I encourage you to start your children collecting nickels. They can do this by plucking nickels from circulation and bank rolls. Also buying silver proof sets as gifts is a good idea.


----------



## PaulS (Mar 11, 2013)

It is at or near $19.80 or thereabout now but the prices are being held up unnaturally by the futures market (bid prices).

The futures market also effects oil, gold, wheat and everything down to pork belly prices.


----------



## big al (Feb 24, 2013)

PrepConsultant said:


> I have some silver and gold that I bought back in the early 90's..I don't plan on getting any more though. Now, even though I have the silver and gold and intend on keeping it.
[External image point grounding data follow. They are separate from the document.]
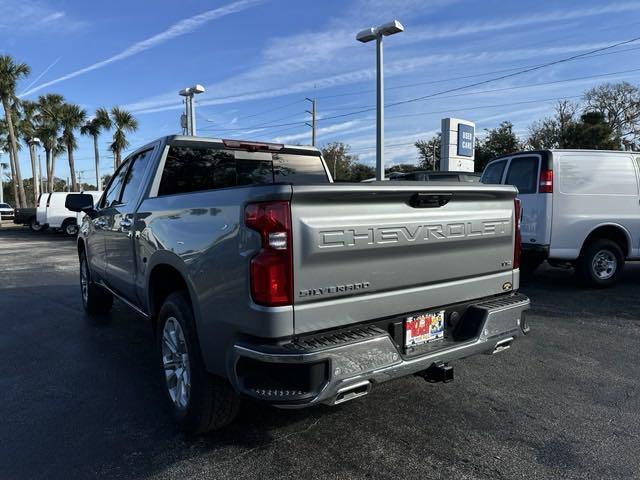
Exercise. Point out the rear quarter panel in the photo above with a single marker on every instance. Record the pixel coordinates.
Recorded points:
(202, 236)
(590, 190)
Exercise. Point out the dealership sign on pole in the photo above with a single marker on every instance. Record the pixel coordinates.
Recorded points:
(457, 147)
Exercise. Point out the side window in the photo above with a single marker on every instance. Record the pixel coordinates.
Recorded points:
(444, 178)
(112, 193)
(133, 180)
(493, 172)
(523, 173)
(189, 169)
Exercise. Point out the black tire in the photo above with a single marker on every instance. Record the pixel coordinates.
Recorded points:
(69, 228)
(600, 264)
(95, 300)
(211, 401)
(34, 225)
(528, 265)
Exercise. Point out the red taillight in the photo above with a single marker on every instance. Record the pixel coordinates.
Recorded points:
(517, 248)
(546, 181)
(272, 268)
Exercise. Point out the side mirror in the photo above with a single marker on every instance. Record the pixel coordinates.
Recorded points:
(79, 202)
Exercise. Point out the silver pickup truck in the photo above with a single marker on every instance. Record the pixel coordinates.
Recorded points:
(264, 279)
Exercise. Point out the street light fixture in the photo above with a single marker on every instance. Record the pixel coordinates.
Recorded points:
(34, 142)
(368, 35)
(190, 111)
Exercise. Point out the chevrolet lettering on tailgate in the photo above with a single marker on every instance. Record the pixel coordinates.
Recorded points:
(351, 237)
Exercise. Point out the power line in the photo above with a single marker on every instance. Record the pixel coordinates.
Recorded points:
(475, 75)
(366, 109)
(520, 72)
(274, 109)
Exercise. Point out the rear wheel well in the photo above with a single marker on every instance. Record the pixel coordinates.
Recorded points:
(164, 280)
(609, 232)
(81, 247)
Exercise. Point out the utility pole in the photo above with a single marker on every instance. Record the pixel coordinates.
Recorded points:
(313, 120)
(40, 173)
(190, 110)
(1, 184)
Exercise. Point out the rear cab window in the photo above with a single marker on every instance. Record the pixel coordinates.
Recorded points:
(493, 172)
(523, 173)
(198, 168)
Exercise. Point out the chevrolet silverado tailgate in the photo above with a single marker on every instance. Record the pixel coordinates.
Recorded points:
(362, 252)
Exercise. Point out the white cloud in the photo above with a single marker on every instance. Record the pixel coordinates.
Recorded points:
(431, 32)
(344, 128)
(28, 16)
(178, 29)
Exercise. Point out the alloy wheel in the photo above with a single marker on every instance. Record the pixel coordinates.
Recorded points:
(175, 361)
(604, 264)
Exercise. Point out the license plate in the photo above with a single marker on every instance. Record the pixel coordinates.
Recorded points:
(423, 328)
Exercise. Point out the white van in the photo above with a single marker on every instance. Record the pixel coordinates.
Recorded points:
(578, 206)
(41, 211)
(58, 217)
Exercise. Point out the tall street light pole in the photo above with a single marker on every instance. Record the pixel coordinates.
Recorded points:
(312, 112)
(365, 36)
(190, 110)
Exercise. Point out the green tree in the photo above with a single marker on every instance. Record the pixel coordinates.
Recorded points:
(498, 141)
(10, 73)
(359, 172)
(28, 127)
(123, 122)
(49, 107)
(429, 153)
(619, 104)
(592, 132)
(94, 128)
(554, 132)
(339, 160)
(72, 117)
(400, 168)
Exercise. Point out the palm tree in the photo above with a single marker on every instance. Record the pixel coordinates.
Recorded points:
(72, 117)
(94, 128)
(123, 122)
(49, 106)
(10, 73)
(27, 127)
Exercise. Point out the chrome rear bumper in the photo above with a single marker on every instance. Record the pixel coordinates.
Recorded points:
(358, 358)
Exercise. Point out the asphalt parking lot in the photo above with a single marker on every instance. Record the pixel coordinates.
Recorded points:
(81, 400)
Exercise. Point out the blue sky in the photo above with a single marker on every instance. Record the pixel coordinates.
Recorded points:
(259, 59)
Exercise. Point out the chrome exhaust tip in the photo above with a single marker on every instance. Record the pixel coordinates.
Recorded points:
(502, 345)
(352, 392)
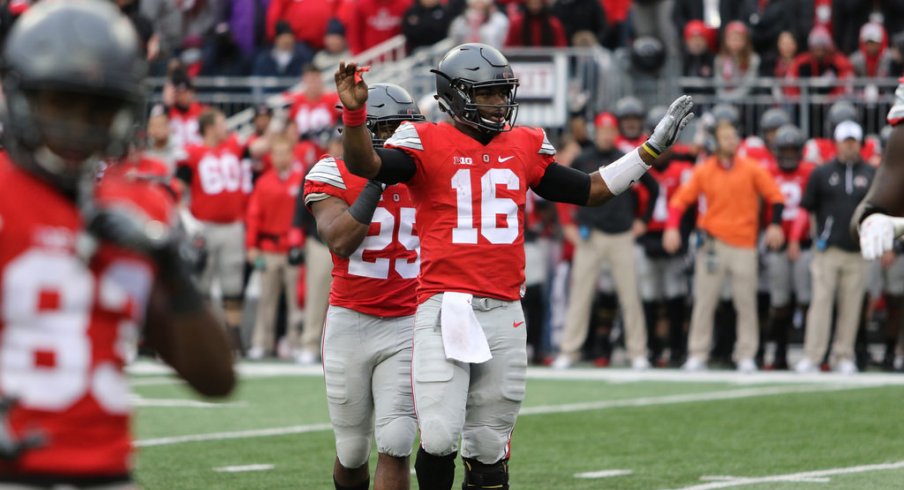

I am now putting my money into other preps.. You can't eat gold and silver!!


thats what I was thinking, ammo, soap, tp even are going to be better to barter with


----------



## Doc Holliday (Dec 22, 2012)

I invested in a much better metal then gold or silver..... LEAD! 
I have 1000's of #'s where others have once's 


Doc


----------



## inceptor (Nov 19, 2012)

Doc Holliday said:


> I invested in a much better metal then gold or silver..... LEAD!
> I have 1000's of #'s where others have once's
> 
> Doc


Why not do both?


----------



## Doc Holliday (Dec 22, 2012)

inceptor, 

I do, me and the wife have invested around 24,000 in silver but I see my lead as more valuable since I can use it to defend my silver stash against others...
I hope silver continues to go down so I can get more! Lead prices are just going up...


Doc


----------



## PalmettoTree (Jun 8, 2013)

The silver fall seems to have stopped and is flatlining. Will it break higher or lower? I sure do not know but I'm not postponing buying in hopes of a move down.


----------



## Ripon (Dec 22, 2012)

Ask George Soros,

I can't take "investing" in gold or silver. I own the later as a prep but the market for these are way too manipulated for me to invest money in them.

As for Ron Paul I just don't much care for the man. I'd have respected him if he ran as a libertarian, but his claim to be a republican just demonstrated
a dishonesty to me. Its one thing to want to change the republican party, but to claim you are the republican party when you aren't and never have
been just alienated me.



PalmettoTree said:


> The silver fall seems to have stopped and is flatlining. Will it break higher or lower? I sure do not know but I'm not postponing buying in hopes of a move down.


----------